Isaac favored Esau because his elder son loved the great outdoors and all that went with it. Esau was a hunter, and a pretty good one at that. You could be sure that every time he got a few extra bucks in his pocket (dollars, not deer!), he’d be down at the Bass Pro Shop getting some new arrows, restocking his ammo, or replacing worn out gear.

Rebekah, on the other hand, favored Jacob because he was a bit more of a domestic, tending to the family garden or helping mom in the kitchen. You might catch him on a cold January evening perusing the seed catalogs getting ready for spring planting. And if he had some extra cash? He might pop in to Bed, Bath, & Beyond for a new set of towels or a couple labor-saving kitchen gadgets.

So God made these two brothers with a different set of gifts—different skills, interests, and probably even physical abilities. And, by the way, He still works that way! Understood rightly, we can appreciate others and value them for who they are, what they’re like, and what they can do—even if it’s different from me. Isaac and Rebekah messed up on that one, and it messed up the family!

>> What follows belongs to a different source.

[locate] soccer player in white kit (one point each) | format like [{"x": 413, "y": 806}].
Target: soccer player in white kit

When we use our different gifts rightly, we can serve one another, be a help to and meet the needs of others—even as a basis for legitimate commerce and earning a living. But those differences can be abused so that we manipulate, take advantage of, and even extort those who are gifted like we are and need what we are uniquely gifted to provide. I saw a vivid example of this a few years back. We were living in Vermont at the time and our region was hit with a devastating ice storm. Thousands of people were without electricity, and would be for days. Many went looking for emergency generators only to discover to their disbelief and disgust that the pre-ice-storm price had, in some cases, quadrupled! Jacob was demanding the birthright for a bowl of soup!

So yes, families, communities, churches, and even society can become terribly dysfunctional as a result of our “favoritism.” It’s fairly easy from the comfortable distance of time and place to be critical of Jacob and Esau’s parents, isn’t it? Much more difficult to see ourselves reflected in them.